We stumbled upon Pohick because their kickass Halloween shindigs were advertised on a community bulletin board that first fall after buying the trailer. They even put together something during the first fall of the pandemic. It was humorous that they used Easter Eggs from a cancelled Easter celebration for that fall’s Halloween. I laud them for saving resources, but I had to chuckle at the cross-pagan conundrum of a Halloween Easter Egg Hunt.
We are saying that the trip officially starts when we leave Northern Virginia for Shenandoah in a few days but as we are officially in the trailer now, I am going to account for time spent here anyway.
In the meantime, we are getting into a healthy routine of homeschooling our kids and going on short hikes. Wolf is in second grade and Bear is starting kindergarten.
The only negative thing to say is an August heat wave is making things unpleasant. It’s been 98 twice and the daily high has never fallen below 90. We have an air conditioner in the trailer but it is loud and inefficient, barely keeping up with the heat. Lauren has woken up soaked and swearing at least two nights. I am tired of my t-shirts gassing me out after even small outdoor tasks. The boys seem immune to it as long as we constantly push fluids.
Just a few more days until we get into the mountains and get a break from this heat.
I guess we are ready, for better or worse
Pohick Day 2 of 2
Though we had given up our house to some renters, we still had the long goodbye to neighbors and places we wanted to see one last time. We also had my wife’s retirement ceremony.
She is not technically out of the Navy until October 1. (Hold the edibles.) However, with terminal leave and some other allowances at the end of 20 years, she had her retirement ceremony in the first week of August at the Marine Corps Memorial Museum. (She has spent her last four-and-a-half years at Quantico Marine Base because she is Navy Medicine and Navy Medicine takes care of Marines.)

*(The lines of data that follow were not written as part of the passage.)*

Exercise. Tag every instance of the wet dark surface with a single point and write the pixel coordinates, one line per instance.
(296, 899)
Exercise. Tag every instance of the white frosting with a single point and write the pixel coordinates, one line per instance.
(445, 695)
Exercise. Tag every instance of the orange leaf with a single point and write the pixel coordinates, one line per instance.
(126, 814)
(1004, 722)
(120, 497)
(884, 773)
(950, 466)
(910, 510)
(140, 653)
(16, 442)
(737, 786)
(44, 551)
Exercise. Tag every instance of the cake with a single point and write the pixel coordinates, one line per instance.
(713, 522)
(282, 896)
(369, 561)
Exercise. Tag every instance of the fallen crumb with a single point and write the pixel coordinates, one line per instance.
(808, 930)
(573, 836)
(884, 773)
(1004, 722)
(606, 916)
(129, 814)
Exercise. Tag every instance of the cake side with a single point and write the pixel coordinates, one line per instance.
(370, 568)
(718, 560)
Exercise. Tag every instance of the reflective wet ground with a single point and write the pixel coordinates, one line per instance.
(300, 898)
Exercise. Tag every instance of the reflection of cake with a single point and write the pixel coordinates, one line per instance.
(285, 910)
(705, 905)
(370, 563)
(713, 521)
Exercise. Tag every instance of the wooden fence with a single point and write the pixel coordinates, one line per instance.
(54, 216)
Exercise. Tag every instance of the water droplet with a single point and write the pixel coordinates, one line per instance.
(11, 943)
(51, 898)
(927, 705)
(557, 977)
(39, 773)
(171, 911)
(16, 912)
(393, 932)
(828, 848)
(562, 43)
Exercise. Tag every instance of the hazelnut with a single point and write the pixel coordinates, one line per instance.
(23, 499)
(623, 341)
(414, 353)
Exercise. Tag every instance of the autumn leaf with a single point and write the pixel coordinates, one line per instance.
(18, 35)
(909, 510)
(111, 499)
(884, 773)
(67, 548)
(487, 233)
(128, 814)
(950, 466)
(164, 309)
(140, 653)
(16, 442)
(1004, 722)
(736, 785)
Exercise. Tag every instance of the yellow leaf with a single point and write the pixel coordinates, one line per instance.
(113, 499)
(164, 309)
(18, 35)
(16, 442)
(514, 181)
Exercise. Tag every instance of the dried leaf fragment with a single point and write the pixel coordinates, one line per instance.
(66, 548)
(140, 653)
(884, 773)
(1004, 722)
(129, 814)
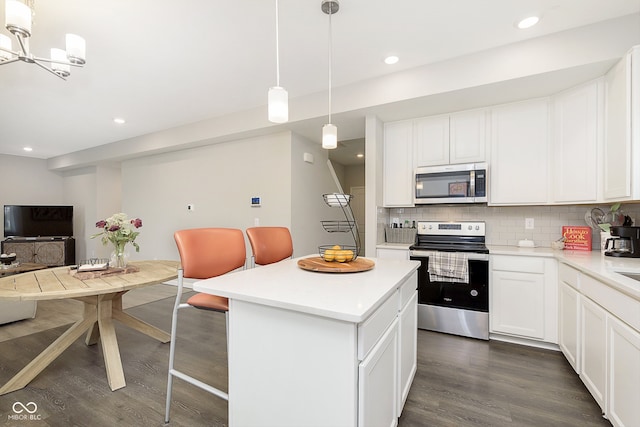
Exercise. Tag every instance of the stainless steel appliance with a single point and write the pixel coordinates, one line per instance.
(465, 183)
(624, 242)
(453, 307)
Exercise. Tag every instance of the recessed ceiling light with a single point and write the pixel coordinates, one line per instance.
(528, 22)
(390, 60)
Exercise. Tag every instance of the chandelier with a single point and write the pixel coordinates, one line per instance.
(18, 22)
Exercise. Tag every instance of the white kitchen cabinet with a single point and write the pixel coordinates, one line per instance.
(622, 139)
(467, 136)
(577, 128)
(593, 350)
(377, 382)
(450, 139)
(431, 140)
(568, 315)
(624, 374)
(398, 164)
(399, 253)
(523, 297)
(519, 168)
(407, 341)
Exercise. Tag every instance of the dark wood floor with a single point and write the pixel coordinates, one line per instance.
(460, 381)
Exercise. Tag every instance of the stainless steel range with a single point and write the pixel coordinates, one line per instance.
(456, 301)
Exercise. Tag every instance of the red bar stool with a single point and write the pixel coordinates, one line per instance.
(269, 244)
(204, 253)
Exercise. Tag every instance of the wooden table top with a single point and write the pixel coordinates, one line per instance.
(58, 283)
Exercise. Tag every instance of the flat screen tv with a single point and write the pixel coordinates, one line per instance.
(38, 221)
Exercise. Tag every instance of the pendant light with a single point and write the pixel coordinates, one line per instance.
(278, 98)
(330, 131)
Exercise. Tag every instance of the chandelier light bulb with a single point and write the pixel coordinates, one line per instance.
(278, 105)
(18, 18)
(59, 55)
(329, 136)
(5, 43)
(76, 49)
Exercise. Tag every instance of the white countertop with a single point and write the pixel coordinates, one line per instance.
(350, 297)
(592, 263)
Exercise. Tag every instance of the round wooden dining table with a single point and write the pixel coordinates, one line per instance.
(101, 294)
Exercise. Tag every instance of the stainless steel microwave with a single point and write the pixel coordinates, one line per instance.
(465, 183)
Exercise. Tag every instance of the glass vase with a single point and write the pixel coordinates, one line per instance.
(119, 257)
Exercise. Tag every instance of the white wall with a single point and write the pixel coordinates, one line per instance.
(27, 181)
(219, 180)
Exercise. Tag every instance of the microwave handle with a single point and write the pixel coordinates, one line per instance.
(472, 183)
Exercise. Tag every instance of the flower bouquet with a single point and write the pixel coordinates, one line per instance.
(119, 230)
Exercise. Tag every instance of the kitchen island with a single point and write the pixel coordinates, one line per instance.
(319, 349)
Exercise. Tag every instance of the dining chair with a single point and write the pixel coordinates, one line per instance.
(204, 253)
(269, 244)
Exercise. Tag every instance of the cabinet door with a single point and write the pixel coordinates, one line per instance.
(617, 147)
(624, 374)
(398, 164)
(520, 153)
(569, 330)
(467, 137)
(517, 304)
(24, 250)
(407, 348)
(593, 349)
(576, 120)
(431, 139)
(378, 382)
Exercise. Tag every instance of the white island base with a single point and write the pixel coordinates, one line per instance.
(319, 349)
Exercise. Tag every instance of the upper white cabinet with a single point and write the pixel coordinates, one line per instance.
(398, 164)
(451, 139)
(622, 146)
(519, 168)
(577, 129)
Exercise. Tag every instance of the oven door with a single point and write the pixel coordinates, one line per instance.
(468, 296)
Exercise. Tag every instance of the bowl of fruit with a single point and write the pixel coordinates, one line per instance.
(338, 253)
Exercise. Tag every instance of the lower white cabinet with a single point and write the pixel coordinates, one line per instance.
(593, 349)
(377, 382)
(407, 347)
(569, 323)
(523, 299)
(608, 343)
(624, 374)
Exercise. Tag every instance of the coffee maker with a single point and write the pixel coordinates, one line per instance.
(624, 242)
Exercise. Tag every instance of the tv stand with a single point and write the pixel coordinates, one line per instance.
(50, 251)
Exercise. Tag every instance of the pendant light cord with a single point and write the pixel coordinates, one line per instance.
(277, 47)
(330, 60)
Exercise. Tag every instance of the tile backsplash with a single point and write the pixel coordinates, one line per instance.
(505, 224)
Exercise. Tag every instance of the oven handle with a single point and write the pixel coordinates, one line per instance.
(470, 255)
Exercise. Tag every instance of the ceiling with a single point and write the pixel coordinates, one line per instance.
(161, 64)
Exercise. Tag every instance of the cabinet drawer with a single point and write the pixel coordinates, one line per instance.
(518, 263)
(370, 331)
(407, 289)
(568, 275)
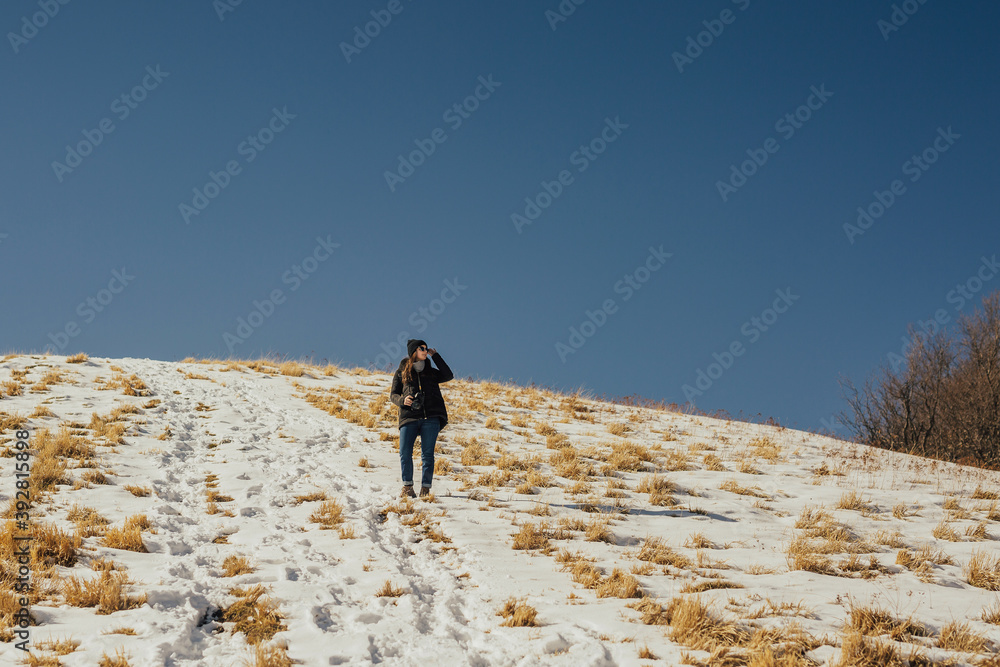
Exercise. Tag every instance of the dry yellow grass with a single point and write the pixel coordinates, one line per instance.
(255, 614)
(957, 636)
(944, 531)
(765, 448)
(329, 515)
(531, 536)
(88, 520)
(733, 486)
(874, 621)
(128, 537)
(518, 614)
(273, 655)
(388, 590)
(107, 592)
(310, 497)
(983, 571)
(857, 650)
(619, 584)
(597, 531)
(119, 659)
(291, 368)
(654, 550)
(984, 494)
(852, 500)
(476, 453)
(235, 565)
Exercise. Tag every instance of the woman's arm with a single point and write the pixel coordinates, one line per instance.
(444, 373)
(396, 393)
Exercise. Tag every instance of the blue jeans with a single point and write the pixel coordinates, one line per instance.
(428, 429)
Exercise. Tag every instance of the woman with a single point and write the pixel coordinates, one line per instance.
(421, 410)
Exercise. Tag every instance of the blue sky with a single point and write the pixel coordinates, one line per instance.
(631, 152)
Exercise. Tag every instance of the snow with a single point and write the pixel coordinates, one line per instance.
(266, 444)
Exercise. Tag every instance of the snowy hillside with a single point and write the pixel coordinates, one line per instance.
(211, 513)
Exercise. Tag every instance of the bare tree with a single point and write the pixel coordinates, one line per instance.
(944, 402)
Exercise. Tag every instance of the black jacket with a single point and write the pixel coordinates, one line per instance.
(427, 382)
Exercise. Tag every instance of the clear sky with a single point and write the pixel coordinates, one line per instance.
(193, 178)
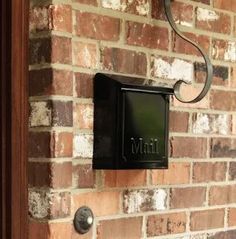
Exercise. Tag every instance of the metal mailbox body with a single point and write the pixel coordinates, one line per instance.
(131, 124)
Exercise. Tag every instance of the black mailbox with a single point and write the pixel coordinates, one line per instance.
(130, 123)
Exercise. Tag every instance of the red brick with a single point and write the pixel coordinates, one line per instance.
(233, 77)
(60, 205)
(224, 235)
(50, 50)
(84, 85)
(40, 51)
(193, 147)
(61, 50)
(50, 145)
(187, 197)
(179, 121)
(61, 175)
(171, 68)
(181, 46)
(203, 1)
(224, 50)
(39, 18)
(223, 100)
(38, 174)
(39, 230)
(124, 61)
(50, 82)
(209, 172)
(221, 23)
(124, 178)
(49, 205)
(164, 224)
(97, 27)
(229, 5)
(203, 123)
(232, 217)
(232, 171)
(189, 93)
(120, 228)
(110, 202)
(220, 74)
(223, 148)
(62, 143)
(182, 13)
(133, 7)
(208, 219)
(140, 34)
(83, 176)
(62, 113)
(61, 17)
(143, 200)
(85, 54)
(222, 195)
(177, 173)
(89, 2)
(39, 145)
(83, 116)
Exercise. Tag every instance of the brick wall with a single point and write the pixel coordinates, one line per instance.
(71, 40)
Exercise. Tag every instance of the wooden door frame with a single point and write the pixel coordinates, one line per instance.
(14, 118)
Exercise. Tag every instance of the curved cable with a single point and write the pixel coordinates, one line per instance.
(209, 67)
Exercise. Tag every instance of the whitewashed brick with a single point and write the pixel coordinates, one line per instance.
(144, 200)
(41, 114)
(39, 204)
(213, 124)
(83, 146)
(175, 70)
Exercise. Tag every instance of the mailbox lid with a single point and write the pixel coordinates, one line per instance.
(116, 130)
(145, 126)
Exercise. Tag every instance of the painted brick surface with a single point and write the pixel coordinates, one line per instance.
(70, 41)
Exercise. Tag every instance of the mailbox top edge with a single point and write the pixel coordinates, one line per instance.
(128, 82)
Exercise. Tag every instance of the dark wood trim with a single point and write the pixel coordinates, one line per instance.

The retirement ceremony was exhausting as anything else involved with being a military spouse. Our youngest missed his nap and I had the hilarious duty of keeping him from shouting for no reason than to hear his own voice.
Bonus points: He interrupted the retirement ceremony after ours while I was distracted by his two older brothers.
It was a fitting end for a career that has left us both burnt out. The military spouse bears a weird burden of never knowing when some crisis is going to pop up and you simply have to be flexible. I am looking forward to not having that unknown in our lives. (As I simultaneously embrace the unknowns of a year on the road.)
In reality, we spent 12 days at Pohick Bay Regional Park, but I am only devoting two posts for it. It would be a bore explaining the disentanglement necessary after 20 years, the papers processed, the debriefs, the last-minute meetings, and the goodbyes to people you liked.
The true official start to this trip is tomorrow when we leave for Shenandoah National Park. This is the first national park on our agenda.